Nacemos y morimos en completa soledad. Así ha sido desde que el mundo existe y así habrá de ser hasta que se extinga. Somos apenas una pequeña mota de polvo en el universo, una especie ignorante y engreída que trata de ocultar su miedo intentando creerse neciamente el ombligo de cuanto existe, de lo infinito y de lo eterno, cuando nuestras estrechas mentes ni siquiera tienen capacidad para entender esos conceptos en toda su extensión. Nuestro limitado entendimiento está condicionado por el espacio y el tiempo de tal modo que no podemos ni siquiera intentar atisbar un concepto que carezca de estas dimensiones, que las desborde o las omita, que exista al margen de ellas. Somos, lo queramos o no, para bien o para mal, espacio y somos tiempo y al igual que el ciego es, en esencia, oscuridad, en la que vive y de la que se nutre y no es capaz, por grande que sea el esfuerzo que haga, de entender qué cosa es un color, de qué está hecho y qué apariencia tiene, y al que debe indefectiblemente aproximarse sólo a través de sus otros sentidos, que no han sido concebidos para comprender, para descifrar aquello para lo que sólo la vista ha sido creada, así los hombres sólo podemos acercarnos al concepto de infinitud y al de eternidad, desde nuestra esencial limitación de seres finitos y temporales, con un espacio y un tiempo escasos y caducos en la triste y breve singladura de nuestras vidas.

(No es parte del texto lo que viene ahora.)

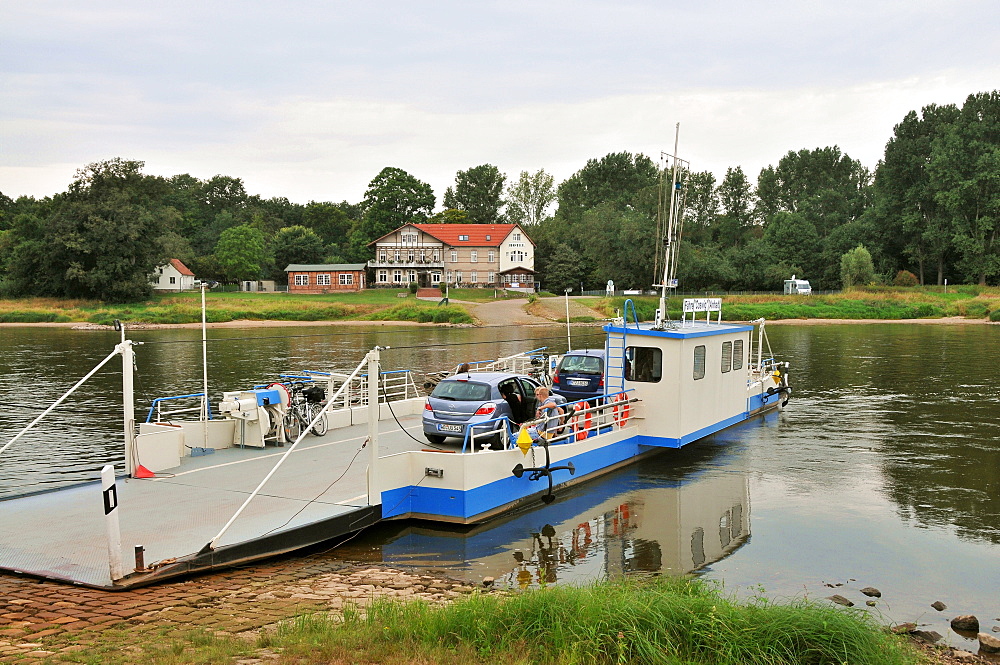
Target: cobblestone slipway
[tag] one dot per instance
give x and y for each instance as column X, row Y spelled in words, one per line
column 39, row 618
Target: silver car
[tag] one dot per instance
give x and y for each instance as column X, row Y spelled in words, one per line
column 461, row 401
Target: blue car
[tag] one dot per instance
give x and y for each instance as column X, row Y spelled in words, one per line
column 461, row 401
column 580, row 375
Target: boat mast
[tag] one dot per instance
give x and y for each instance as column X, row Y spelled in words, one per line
column 671, row 236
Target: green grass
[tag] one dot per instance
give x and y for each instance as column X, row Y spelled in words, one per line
column 651, row 621
column 637, row 622
column 887, row 303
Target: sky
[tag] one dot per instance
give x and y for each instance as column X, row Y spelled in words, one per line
column 309, row 100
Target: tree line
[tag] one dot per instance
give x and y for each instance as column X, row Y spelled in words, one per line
column 929, row 212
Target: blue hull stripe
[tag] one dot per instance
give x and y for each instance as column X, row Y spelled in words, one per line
column 466, row 504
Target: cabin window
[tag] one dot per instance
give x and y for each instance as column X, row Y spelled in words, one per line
column 643, row 363
column 699, row 362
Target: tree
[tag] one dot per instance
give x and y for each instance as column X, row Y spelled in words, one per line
column 478, row 191
column 702, row 208
column 393, row 198
column 240, row 253
column 295, row 244
column 565, row 269
column 99, row 240
column 856, row 268
column 906, row 207
column 449, row 216
column 965, row 173
column 736, row 196
column 530, row 197
column 615, row 179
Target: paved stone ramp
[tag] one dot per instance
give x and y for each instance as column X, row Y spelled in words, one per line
column 40, row 621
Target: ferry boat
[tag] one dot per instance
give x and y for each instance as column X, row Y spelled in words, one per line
column 211, row 492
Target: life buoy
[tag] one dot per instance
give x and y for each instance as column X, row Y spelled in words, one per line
column 620, row 410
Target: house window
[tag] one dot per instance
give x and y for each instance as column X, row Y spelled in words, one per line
column 699, row 362
column 643, row 363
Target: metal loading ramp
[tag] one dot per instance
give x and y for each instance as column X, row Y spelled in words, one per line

Somos, ya lo he dicho, engreídos y vanidosos; tratamos de alcanzar lo para nosotros inalcanzable a través de vanos intentos infantiles que, como palos de ciego, yerran de continuo su objetivo y sólo de cuando en cuando y por puro azar se produce algo parecido a un acierto y entonces enunciamos una pomposa teoría física o matemática o geológica o incluso humanística que nos pone, al menos durante un tiempo, a salvo de la ignorancia que es nuestro destino y también nuestra desdicha, porque tenemos un miedo atávico y demencial a lo desconocido. Somos pues cobardes porque somos primero ignorantes, la ignorancia inconscientemente sabida nos causa temor y nos negamos, generación tras generación, vida tras vida, a admitir este simple hecho con todas sus consecuencias porque tememos que entonces pondríamos fin a nuestra esperanza, tal vez el único motor de nuestras vidas como personas, como entes individuales y diferenciados y, quizá, de nuestra vida, de nuestra supervivencia y de nuestro desarrollo como especie. Resultamos patéticos; nuestros estériles intentos por comprender, teniendo la sola ventaja de mantenernos ocupados y alimentar una más que dudosamente útil o beneficiosa voluntad de sentido vital, nos condenan, por el contrario, a una perpetua frustración cada vez que, inevitablemente, acabamos tropezando con nuestras evidentes limitaciones. Así ha sido desde que el mundo existe y así será hasta que se extinga o nos extingamos nosotros, que para el caso es lo mismo.
Y la única verdad sigue siendo que nacemos y morimos en soledad, sin la tan buscada y no por ello encontrada compañía que anhelamos en la vida: de otra persona, de un animal, de un dios, de un demonio, de un amor, de un odio, de una triste y balsámica sonrisa que nos deslumbre y nos reconforte entre la amalgama de seres vagabundos y desamparados como nosotros mismos que nos rodea sin percibir nuestra presencia al igual que nosotros no percibimos la de ellos; rodeados de congéneres por todas partes, no somos conscientes de ello hasta que un milagro o una fatalidad nos acerca y nos une o nos enfrenta; somos ciegos en una tierra de videntes que no ven, que no saben ver, y todos esos fútiles y vanidosos intentos por saber, por conocer, por encontrar una razón, un porqué, son antepuestos estólidamente a la mera voluntad de acercar una mano para tocar y palpar, o nuestro rostro para oler y para lamer y para escuchar, para conocer con los otros sentidos además de con la vista, a seres que como nosotros deambulan perdidos por el tiempo y el espacio que les ha tocado en suerte, que inauguraron con el nacimiento y que abandonarán con la muerte. Perseguimos lo infinito y lo eterno, pero nos rechazamos a nosotros mismos, a los de nuestra especie, a la gente con la que vivimos, con la compartimos espacio y tiempo, y sudor y lágrimas, y desconcierto y dudas, e ignorancia y miedo. Somos patéticos, seres tristes que al final se mueren dejando apenas una leve huella que el tiempo habrá de borrar.
“Ya puede cortar el cordón umbilical, enfermera”.